Caul fat is a fatty membrane that's around the stomach or kidneys of veal. It's white (or clear), completely tasteless, and pure fat. It also looks like alien flesh or a kind of net with a clear "plastic-paperish" skin between the part resembling a net. You wrap is around something (usually a roast) to both hold everything together, and to baste the meat while it cooks. An example of this would be if you had a roast and you wanted to have a bay leaf or something of the sort cook literally with the meat. The caul fat all cooks away, so nothing weird looking is on the meat once complete.

This is a word I ask for in my dialect surveys in rural China.

The name for caul fat in many Chinese dialects is "net-fat" (Mandarin wang3-you2), because of its reticulated appearance. (The fat itself forms what look like a network of white filaments within the membrane that bears it.) I think this term is more likely to persist in Chinese than the English equivalent "caul fat" is in English, because few people today have ever seen any sort of caul. The vividness of a term depends on its referents.

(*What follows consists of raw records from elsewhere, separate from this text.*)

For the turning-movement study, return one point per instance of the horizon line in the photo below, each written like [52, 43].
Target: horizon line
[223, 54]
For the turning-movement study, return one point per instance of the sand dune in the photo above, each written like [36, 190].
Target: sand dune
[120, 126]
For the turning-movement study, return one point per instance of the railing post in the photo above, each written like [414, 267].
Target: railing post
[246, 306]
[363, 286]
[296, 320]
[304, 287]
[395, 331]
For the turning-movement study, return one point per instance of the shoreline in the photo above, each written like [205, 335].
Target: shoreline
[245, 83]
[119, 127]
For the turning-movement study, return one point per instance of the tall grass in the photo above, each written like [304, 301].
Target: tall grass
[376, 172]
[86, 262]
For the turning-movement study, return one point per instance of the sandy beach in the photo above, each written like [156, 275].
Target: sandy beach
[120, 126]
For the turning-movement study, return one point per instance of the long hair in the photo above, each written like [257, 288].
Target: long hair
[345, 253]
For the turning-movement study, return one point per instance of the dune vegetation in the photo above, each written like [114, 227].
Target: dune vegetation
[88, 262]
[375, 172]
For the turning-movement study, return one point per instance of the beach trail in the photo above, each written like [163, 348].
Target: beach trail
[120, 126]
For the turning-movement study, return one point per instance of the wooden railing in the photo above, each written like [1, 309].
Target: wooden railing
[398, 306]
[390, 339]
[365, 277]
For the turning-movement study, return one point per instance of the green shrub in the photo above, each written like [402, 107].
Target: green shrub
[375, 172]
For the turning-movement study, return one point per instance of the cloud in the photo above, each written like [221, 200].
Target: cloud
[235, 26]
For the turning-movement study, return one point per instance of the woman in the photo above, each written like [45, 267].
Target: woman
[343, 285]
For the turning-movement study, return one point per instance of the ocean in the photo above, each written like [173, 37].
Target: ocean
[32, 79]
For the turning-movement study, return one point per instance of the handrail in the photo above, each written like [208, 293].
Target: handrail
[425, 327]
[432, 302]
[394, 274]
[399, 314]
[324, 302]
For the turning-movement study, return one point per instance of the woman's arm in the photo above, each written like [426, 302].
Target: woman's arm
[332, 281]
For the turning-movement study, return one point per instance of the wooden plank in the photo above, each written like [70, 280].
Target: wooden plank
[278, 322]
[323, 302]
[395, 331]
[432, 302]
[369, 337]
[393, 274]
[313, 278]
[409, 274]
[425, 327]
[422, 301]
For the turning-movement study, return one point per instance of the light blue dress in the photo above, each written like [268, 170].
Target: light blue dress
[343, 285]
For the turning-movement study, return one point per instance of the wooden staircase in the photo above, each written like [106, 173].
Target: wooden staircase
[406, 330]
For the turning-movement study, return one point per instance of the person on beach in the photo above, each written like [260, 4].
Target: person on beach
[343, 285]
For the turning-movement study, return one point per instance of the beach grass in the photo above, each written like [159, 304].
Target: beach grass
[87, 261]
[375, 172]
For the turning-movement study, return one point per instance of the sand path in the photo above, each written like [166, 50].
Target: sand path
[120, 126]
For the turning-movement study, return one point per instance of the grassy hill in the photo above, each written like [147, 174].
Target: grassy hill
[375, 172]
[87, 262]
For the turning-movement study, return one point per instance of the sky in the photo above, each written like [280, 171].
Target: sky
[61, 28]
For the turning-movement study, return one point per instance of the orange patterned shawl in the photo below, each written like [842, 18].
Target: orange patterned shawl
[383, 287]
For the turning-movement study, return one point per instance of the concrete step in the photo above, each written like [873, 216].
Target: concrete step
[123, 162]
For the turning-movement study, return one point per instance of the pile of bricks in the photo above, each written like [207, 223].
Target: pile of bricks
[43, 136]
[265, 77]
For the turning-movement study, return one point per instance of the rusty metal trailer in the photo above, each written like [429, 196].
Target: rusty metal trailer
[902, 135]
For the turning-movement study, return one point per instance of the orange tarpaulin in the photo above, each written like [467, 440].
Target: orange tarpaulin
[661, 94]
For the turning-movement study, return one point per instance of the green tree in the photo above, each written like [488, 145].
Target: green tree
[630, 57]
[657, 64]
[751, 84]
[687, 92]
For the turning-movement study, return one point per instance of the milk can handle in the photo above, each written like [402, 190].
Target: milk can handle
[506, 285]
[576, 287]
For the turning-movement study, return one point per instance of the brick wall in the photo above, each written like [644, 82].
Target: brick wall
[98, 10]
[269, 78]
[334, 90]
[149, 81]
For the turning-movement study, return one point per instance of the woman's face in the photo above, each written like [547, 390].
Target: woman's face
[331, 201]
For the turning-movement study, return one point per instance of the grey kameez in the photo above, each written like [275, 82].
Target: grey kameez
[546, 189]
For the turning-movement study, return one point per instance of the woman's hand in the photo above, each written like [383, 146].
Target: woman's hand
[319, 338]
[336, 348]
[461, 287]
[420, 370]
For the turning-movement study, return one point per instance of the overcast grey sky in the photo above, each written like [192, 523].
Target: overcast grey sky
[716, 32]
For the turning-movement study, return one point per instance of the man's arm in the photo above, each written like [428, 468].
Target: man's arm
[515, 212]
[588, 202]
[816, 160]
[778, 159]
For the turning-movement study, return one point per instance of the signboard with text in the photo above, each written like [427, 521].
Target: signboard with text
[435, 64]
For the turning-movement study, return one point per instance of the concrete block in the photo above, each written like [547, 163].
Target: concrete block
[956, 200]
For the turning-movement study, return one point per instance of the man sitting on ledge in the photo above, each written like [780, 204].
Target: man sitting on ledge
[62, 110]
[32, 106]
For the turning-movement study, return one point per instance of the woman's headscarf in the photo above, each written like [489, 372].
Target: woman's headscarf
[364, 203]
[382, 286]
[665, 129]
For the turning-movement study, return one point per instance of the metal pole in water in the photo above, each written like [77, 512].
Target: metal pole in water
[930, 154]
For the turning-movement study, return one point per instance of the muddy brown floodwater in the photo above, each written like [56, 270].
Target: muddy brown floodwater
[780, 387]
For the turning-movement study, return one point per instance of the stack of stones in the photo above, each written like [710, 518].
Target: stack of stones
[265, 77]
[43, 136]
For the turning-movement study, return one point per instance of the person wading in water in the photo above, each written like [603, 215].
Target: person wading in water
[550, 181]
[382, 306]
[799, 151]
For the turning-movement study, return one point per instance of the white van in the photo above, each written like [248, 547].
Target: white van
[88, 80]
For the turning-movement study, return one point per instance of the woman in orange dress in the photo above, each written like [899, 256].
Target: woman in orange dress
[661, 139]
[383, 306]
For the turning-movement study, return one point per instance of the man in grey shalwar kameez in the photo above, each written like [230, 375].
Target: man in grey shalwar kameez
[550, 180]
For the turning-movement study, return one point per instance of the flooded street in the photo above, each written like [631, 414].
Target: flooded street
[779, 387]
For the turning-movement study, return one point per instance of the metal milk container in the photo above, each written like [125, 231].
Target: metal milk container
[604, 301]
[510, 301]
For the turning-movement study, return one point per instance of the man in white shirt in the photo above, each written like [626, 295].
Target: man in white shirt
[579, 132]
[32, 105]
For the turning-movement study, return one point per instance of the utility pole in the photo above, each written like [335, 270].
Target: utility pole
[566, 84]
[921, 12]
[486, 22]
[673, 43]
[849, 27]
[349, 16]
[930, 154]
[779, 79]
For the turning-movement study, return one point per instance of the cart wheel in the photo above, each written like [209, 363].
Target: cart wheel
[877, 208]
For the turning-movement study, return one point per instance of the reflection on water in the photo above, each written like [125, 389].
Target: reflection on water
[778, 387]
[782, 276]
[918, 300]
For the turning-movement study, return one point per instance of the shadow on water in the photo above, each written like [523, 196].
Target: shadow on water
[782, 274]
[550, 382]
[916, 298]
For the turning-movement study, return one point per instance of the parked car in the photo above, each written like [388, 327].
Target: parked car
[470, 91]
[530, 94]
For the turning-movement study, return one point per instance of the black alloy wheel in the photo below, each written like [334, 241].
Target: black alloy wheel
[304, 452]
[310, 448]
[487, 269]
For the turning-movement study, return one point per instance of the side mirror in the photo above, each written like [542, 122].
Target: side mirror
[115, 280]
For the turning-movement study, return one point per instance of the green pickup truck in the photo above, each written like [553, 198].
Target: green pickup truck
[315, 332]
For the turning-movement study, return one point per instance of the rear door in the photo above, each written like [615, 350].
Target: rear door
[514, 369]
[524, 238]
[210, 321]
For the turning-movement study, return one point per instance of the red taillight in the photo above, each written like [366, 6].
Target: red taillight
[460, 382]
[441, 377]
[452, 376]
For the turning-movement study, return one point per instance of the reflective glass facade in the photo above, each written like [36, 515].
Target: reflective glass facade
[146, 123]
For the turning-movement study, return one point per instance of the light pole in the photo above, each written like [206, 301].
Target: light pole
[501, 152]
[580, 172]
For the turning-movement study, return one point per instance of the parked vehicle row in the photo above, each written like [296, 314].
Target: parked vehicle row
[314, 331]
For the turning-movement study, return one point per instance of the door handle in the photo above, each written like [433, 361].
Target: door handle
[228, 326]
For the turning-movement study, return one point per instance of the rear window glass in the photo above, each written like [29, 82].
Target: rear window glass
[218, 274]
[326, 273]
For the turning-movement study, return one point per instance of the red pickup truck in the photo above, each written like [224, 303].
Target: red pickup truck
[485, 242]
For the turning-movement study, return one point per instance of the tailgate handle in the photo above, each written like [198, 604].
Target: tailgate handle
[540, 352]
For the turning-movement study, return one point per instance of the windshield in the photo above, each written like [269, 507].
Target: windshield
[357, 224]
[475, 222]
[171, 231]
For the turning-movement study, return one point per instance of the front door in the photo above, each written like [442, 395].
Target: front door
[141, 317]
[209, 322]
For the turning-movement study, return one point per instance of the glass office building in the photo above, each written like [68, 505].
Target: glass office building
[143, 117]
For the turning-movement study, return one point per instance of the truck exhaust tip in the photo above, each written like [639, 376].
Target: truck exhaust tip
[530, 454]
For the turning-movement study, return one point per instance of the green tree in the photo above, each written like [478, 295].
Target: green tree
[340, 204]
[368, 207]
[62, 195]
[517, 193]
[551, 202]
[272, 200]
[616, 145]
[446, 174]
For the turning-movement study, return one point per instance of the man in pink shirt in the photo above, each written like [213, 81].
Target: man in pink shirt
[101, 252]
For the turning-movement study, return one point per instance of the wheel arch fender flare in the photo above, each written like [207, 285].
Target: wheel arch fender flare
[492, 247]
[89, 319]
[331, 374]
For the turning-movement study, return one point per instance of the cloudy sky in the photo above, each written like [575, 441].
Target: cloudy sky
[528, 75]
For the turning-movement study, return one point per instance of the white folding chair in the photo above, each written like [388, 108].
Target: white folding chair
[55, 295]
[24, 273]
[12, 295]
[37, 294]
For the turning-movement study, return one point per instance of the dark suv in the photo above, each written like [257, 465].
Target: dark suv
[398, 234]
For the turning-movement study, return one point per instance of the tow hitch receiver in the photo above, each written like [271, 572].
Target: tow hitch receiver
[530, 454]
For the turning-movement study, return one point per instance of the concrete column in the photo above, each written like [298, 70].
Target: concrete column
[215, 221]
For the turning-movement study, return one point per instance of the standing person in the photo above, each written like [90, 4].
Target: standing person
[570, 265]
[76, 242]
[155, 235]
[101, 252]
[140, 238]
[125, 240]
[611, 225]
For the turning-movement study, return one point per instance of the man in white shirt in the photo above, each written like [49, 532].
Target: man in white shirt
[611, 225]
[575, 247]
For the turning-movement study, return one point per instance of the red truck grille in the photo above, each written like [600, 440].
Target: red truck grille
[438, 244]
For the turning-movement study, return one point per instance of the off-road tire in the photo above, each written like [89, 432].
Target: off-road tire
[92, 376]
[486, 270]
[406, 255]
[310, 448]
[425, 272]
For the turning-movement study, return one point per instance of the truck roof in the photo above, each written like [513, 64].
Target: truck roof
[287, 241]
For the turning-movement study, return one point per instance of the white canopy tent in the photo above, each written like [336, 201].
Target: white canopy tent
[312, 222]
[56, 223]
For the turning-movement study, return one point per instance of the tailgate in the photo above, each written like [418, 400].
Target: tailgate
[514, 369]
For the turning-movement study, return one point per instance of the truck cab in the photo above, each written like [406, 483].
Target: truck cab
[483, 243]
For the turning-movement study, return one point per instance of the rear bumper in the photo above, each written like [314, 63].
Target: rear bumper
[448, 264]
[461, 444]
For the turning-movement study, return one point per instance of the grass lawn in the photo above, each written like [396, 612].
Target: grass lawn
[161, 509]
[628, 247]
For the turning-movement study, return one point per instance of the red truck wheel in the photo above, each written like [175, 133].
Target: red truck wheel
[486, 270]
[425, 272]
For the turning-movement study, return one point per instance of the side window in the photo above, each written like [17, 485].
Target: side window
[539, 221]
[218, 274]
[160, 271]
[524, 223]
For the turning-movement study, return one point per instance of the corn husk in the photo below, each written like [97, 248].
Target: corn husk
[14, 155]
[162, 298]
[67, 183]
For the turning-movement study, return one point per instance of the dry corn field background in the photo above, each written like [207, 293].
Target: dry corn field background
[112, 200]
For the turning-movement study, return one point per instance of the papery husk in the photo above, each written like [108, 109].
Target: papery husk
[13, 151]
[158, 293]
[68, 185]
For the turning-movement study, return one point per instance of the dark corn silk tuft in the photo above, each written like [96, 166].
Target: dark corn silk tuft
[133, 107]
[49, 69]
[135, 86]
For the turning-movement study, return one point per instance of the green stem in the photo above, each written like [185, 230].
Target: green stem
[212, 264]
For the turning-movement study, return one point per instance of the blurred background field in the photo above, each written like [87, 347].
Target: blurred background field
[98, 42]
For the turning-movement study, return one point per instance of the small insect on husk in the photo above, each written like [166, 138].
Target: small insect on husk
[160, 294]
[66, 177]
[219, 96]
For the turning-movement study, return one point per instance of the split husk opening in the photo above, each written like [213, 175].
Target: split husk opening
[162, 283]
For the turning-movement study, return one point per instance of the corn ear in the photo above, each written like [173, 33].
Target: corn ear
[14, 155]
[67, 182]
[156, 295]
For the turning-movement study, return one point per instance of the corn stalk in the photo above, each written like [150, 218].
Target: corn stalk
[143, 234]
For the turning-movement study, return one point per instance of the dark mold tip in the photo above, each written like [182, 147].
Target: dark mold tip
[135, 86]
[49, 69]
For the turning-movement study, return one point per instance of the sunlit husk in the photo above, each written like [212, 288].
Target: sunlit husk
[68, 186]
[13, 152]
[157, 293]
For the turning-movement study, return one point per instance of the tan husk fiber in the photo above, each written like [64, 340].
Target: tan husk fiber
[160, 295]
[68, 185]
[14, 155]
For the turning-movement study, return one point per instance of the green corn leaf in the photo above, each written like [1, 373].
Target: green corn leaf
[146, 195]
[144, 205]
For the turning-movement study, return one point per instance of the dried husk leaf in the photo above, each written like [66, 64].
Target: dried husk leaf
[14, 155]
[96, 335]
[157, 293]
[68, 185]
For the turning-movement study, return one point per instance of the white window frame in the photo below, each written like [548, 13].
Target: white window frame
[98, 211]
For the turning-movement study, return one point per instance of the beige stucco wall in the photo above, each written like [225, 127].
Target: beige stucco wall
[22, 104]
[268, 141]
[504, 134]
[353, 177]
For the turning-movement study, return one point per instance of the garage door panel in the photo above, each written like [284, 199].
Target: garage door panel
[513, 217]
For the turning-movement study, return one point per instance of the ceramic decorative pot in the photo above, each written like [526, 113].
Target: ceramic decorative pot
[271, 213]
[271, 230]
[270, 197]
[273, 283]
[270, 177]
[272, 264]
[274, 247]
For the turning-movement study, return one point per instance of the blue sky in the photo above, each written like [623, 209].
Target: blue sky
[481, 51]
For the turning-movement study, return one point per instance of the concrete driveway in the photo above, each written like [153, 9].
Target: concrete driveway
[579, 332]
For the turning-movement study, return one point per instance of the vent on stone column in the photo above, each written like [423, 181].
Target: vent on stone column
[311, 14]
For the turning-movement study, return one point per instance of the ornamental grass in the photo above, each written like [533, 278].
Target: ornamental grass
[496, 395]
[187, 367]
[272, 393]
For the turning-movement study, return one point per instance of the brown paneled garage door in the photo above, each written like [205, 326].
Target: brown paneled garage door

In the Chinese countryside, as in most traditional societies, every part of the slaughtered animal is put to some use. The caul fat of the pig is used medicinally - I am told it is fed to very young and very old people suffering from weak constitutions. Both the fat itself and the surrounding membrane are considered to be medicinally efficacious.


Weaving my way through six degrees of node separation from this node after posting it, I came upon the two words epiploon and omentum for this thing. Epiploon I have not seen before, and have nothing to say about it except that it is four syllables long - rhymes with go on rather than buffoon. But omentum I have seen before. I have seen strange forms of meat-food packaged fresh in Vietnamese supermarkets in St. Paul, Minnesota, labelled omentum. I stuck the word away in my mind and there it slept. So now I realize it is the same thing I've seen being taken from newly slaughtered pigs in the Longyan countryside.

Caul itself was apparently also used for this peritoneal membrane. What a joy it is having Webster 1913 on tap right here!